Spousal birthday presents were a quandary when we first married. An impending birthday meant brainstorming for possible gifts, begging each other for clues as to what we truly wanted and eventually, purchasing an expensive something that was seldom used –but at least made us feel like we’d satisfied our sense of marital duty.
As the years passed, finding a gift became increasingly complicated as our needs diminished. When we wanted something any other month of the year, there was no point in waiting for a birthday. In our ego-centric, me-first culture, it wasn’t hard to justify buying the item right away ourselves – which is precisely what we did.

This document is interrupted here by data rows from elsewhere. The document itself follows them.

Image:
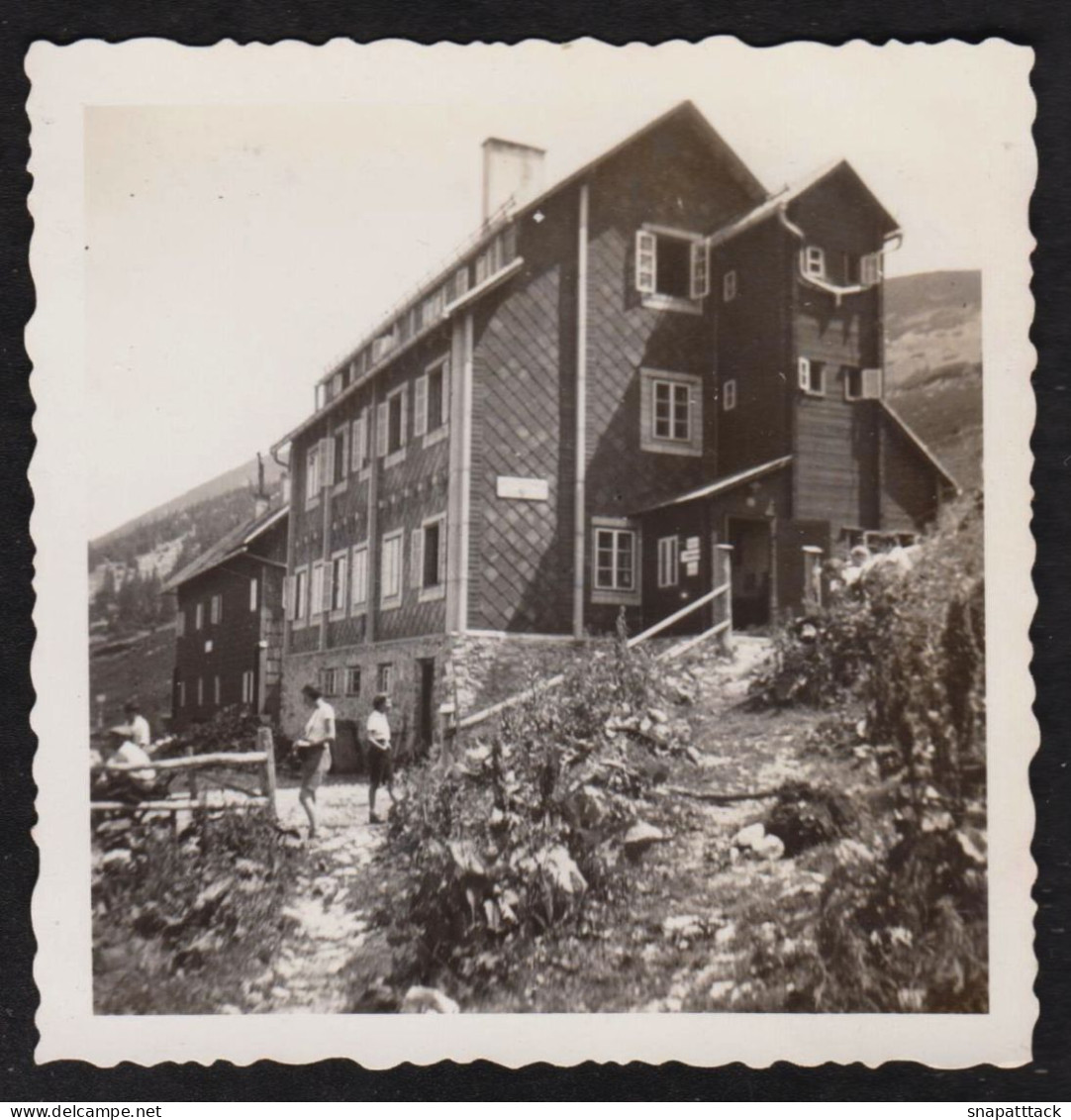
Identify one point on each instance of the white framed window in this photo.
(431, 398)
(313, 473)
(337, 593)
(668, 561)
(862, 384)
(428, 558)
(299, 604)
(341, 456)
(615, 560)
(812, 376)
(391, 570)
(392, 427)
(384, 676)
(316, 590)
(358, 580)
(670, 412)
(813, 261)
(673, 267)
(871, 269)
(358, 442)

Eventually we sat down for a heart-to-heart. “There’s nothing either of us needs,” I declared. “So what’s the point in spending money on something superfluous?”
He agreed, so we made a birthday pact. We’d exchange thoughtfully written birthday cards and share a meal out when possible, on our birthdays. Aside from a homemade cake, there would be no fuss or fanfare. Who needed it?

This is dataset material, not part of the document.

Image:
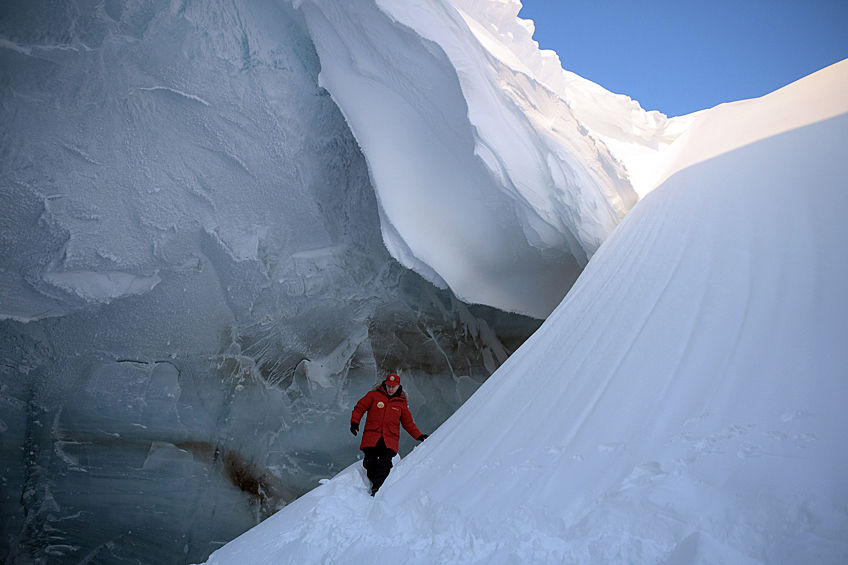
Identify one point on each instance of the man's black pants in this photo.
(378, 463)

I did, I realized as my 40th approached. Sixteen years into marriage I missed the adventures we used to share, the exotic locations we once travelled to and the fun that once pervaded our young lives. These days, it seemed, it was all about deadlines, crisis management and weekends filled with keeping the kids busy. By the time we shelved our work and settled the kids, there was neither time nor energy left over for fun.

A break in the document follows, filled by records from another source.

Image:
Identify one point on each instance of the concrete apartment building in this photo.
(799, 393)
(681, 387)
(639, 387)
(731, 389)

“I know what I want for my birthday next year,” I said slowly, six months before its arrival. It had been a decade or more since I’d asked for a birthday present, so I knew I’d have his attention right away. “Take some time off work and let’s travel somewhere together and have an adventure.”
I had a pocketful of persuasion tactics up my sleeve, but it turned out I didn’t need them. Within hours of my request we’d booked tickets for a 10-day trip to Thailand. Over the months that followed we pulled out our air-miles and credit-card points, using them to upgrade to business class and book expensive hotels we’d usually avoid. We scheduled an itinerary filled with exotic rainforests, bustling markets and blissful days on the beach. It might be another decade before we were able to indulge in a trip like this again, we figured. So we pulled out all the stops.
Guilt? There was plenty of it. “How can you leave the children when they need you?” my father asked bluntly.
The kids were dismayed, initially. “You’re not taking us?” they asked incredulously. “Why?” As the weeks to departure date slipped closer, we explained that mom and dad needed and deserved some time together. It sounded selfish, even to us. But the temptation of braving the tropics just the two of us was irresistable. No fights to break up. No whining to contend with. Just each other’s company and a new country to explore together.
It was the birthday present of a lifetime, and as I type this column I am surrounded by one of the world’s oldest rainforests, the whooping sounds of gibbons and the chatter of giant hornbills filling my ears. In a matter of days I will be back at my desk fielding a barrage of emails and frantically catching up on 10 days of absenteeism. But I’ll do so with the dreamy memories of my spouse by my side in a foreign land – for me, the ultimate gift.